Automation Overview
The main workflow patterns where OpenKakao is worth using.
Introduction
OpenKakao is most useful when you treat it as a local workflow surface, not a monolithic automation platform.
The strongest patterns start with reading and structuring message context first, then add hooks, webhooks, or outbound actions only where the boundary stays explicit.
Personal triage
Turn unread chats into summaries, review queues, dashboards, or operator-facing digests.
Local knowledge capture
Export selected message slices into JSON, SQLite, search indexes, or notes you already control.
Event-driven reactions
Use watch mode when you need notifications, hooks, or webhook delivery near real time.
LLM augmentation
Summarize, classify, or draft from chat context without handing full control to an unsupervised reply loop.
Prefer narrow automation
OpenKakao gets better when you keep the path small: read, summarize, classify, review, then send only if needed.
Four High-Value Patterns
1. Personal Triage
Use KakaoTalk like an inbox you can actually process.
openkakao-rs unread --json
openkakao-rs read <chat_id> -n 50 --json | jq '.'This is the best first automation because it stays read-only and keeps the trust boundary narrow.
2. Local Knowledge Capture
Move message slices into local systems you already control.
- write JSON snapshots into
sqlite3 - build local search over selected chats
- attach summaries to notes or internal tools
- keep personal context out of a hosted relay by default
3. Event-Driven Operator Workflows
Use watch when you need reaction speed rather than periodic polling.

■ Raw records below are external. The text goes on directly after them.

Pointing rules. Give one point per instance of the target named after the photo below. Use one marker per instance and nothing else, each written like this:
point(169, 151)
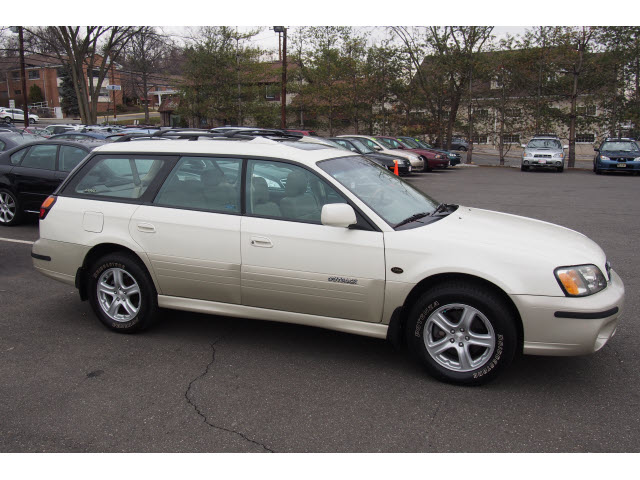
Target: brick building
point(44, 71)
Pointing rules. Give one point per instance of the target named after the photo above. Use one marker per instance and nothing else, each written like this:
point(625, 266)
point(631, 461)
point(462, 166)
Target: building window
point(585, 138)
point(511, 138)
point(587, 110)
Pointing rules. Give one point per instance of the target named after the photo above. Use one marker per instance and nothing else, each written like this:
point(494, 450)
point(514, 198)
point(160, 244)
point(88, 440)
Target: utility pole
point(283, 95)
point(23, 75)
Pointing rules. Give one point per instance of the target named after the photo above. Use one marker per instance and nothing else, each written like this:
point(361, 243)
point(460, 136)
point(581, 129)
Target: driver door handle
point(262, 242)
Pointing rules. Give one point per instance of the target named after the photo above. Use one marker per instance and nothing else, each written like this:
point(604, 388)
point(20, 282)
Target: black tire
point(144, 304)
point(489, 316)
point(10, 210)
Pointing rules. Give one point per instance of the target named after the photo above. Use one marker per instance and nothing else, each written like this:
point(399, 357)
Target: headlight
point(581, 280)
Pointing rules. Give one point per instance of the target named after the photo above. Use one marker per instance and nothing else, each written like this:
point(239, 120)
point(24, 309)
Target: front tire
point(462, 333)
point(122, 294)
point(10, 209)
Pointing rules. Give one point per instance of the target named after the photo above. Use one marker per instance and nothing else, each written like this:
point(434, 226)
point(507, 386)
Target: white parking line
point(13, 240)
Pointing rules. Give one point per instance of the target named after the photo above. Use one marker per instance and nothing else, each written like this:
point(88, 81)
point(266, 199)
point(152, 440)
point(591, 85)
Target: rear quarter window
point(116, 177)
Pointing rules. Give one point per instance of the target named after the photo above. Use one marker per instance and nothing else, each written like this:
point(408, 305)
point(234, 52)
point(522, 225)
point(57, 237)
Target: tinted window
point(120, 177)
point(70, 157)
point(281, 190)
point(203, 183)
point(16, 157)
point(41, 156)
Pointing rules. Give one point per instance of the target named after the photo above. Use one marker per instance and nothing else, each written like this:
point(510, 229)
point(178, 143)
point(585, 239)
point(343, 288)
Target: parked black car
point(9, 140)
point(31, 172)
point(382, 159)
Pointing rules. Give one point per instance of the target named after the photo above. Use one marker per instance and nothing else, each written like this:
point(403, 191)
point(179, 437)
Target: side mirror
point(338, 215)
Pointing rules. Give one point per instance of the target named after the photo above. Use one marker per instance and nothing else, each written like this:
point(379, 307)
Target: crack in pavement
point(204, 417)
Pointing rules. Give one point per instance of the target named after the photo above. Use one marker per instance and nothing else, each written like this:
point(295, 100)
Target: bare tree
point(143, 56)
point(78, 48)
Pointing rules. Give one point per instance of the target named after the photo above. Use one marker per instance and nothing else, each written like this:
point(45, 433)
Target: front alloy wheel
point(459, 337)
point(462, 332)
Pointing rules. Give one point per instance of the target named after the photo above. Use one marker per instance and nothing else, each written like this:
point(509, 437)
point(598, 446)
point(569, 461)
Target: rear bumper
point(570, 326)
point(58, 260)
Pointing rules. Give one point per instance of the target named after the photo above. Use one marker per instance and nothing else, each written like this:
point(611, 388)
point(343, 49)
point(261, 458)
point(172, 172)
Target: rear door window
point(70, 157)
point(41, 156)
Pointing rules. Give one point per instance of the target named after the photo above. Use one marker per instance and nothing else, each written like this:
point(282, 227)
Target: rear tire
point(122, 293)
point(462, 333)
point(10, 209)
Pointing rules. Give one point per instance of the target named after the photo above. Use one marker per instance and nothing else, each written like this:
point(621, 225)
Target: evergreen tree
point(67, 92)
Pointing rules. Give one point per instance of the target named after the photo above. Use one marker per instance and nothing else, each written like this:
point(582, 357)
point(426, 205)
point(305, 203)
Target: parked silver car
point(543, 151)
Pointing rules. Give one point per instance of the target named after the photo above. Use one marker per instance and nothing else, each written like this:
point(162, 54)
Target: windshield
point(545, 143)
point(389, 142)
point(385, 193)
point(407, 142)
point(620, 147)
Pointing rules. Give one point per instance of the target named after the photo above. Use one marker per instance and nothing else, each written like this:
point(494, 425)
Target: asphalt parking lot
point(198, 383)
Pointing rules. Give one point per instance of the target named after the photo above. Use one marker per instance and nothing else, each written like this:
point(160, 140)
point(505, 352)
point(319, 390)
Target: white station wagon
point(277, 229)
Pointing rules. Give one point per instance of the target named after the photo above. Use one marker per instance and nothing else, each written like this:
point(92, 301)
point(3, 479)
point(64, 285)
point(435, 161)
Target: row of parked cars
point(614, 154)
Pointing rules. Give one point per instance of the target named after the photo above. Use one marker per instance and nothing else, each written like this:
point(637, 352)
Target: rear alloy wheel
point(462, 333)
point(10, 212)
point(122, 294)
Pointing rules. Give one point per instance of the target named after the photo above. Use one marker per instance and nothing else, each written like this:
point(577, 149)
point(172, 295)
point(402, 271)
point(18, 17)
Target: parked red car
point(433, 159)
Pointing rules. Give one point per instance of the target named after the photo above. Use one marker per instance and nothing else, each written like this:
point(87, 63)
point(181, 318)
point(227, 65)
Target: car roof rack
point(193, 134)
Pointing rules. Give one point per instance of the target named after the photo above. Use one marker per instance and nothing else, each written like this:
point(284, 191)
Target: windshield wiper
point(441, 208)
point(412, 218)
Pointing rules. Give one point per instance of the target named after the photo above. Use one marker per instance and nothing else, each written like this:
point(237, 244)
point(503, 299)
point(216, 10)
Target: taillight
point(46, 206)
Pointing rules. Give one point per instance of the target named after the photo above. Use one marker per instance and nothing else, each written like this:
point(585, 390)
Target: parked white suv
point(9, 115)
point(289, 231)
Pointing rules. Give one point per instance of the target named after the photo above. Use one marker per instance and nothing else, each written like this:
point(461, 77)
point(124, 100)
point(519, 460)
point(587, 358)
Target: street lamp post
point(283, 95)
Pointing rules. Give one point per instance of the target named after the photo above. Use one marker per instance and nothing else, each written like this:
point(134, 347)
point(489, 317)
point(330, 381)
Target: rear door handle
point(146, 228)
point(262, 242)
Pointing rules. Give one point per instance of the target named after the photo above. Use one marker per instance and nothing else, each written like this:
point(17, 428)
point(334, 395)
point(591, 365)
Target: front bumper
point(543, 162)
point(563, 326)
point(613, 165)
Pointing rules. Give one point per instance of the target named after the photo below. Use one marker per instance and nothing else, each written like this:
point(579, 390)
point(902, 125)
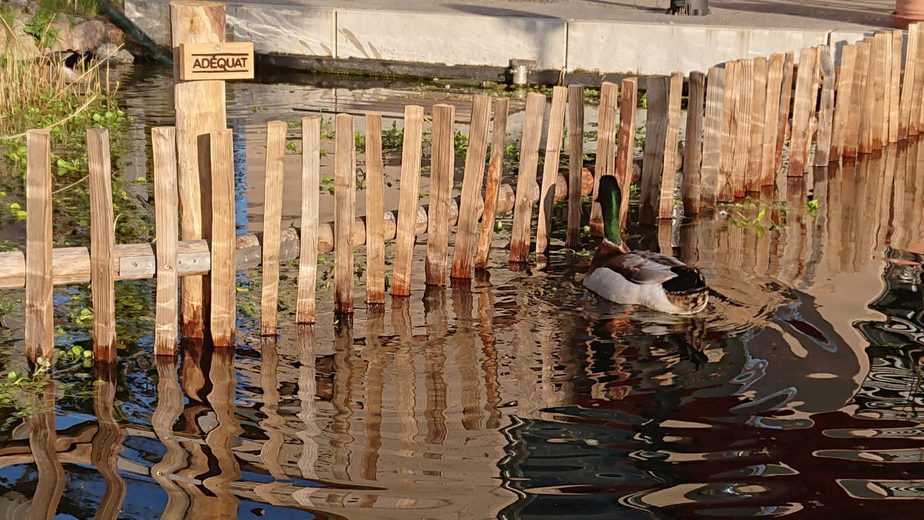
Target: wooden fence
point(740, 115)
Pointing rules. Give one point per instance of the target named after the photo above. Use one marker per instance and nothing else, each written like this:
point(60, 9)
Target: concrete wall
point(467, 39)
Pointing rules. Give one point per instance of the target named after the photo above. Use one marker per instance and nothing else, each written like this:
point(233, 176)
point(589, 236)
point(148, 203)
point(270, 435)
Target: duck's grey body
point(652, 280)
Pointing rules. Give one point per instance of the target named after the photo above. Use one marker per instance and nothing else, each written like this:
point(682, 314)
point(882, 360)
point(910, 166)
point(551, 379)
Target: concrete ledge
point(284, 29)
point(450, 39)
point(478, 46)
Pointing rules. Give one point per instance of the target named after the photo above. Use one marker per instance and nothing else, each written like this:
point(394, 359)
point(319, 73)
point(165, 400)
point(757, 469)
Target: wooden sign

openkakao-rs watch --chat-id <chat_id>Typical uses:
- show local alerts for critical chats
- append events to a log or queue
- send matched messages to a review process
- trigger webhook receivers with explicit signing
4. LLM and Agent Augmentation
Use KakaoTalk as an input channel, not an excuse to over-automate replies.
Good patterns:
- summarize the last 20 to 100 messages before you respond
- classify incoming messages into urgency buckets
- draft suggested replies for human review
- route structured message context into local or remote agent tools
Pull vs Push
Pull
Use scheduled reads when delay is acceptable and you want a simpler failure model.
Push
Use watch mode when you need event-driven behavior and can handle reconnect boundaries explicitly.
Pull
openkakao-rs unread --json
openkakao-rs read <chat_id> -n 50 --jsonChoose this when:
- you want predictable one-shot jobs
- reconnect logic would be unnecessary overhead
- a few minutes of delay is fine
Push
openkakao-rs watch --chat-id <chat_id>Choose this when:
- you need near-real-time notifications
- you are building review queues or alerting
- you can handle reconnects and delivery boundaries explicitly
watch is more powerful, but it also raises the importance of reconnect logic, observability, and safe fallbacks.
Common Stack
jqfor filtering and shaping JSONsqlite3for local persistence- cron or launchd for scheduled jobs
- shell scripts for orchestration
- local or remote LLM tools for summarization and triage
Keep sends at the end of the chain
The safest automation order is still: read, summarize, classify, review, then send only if needed.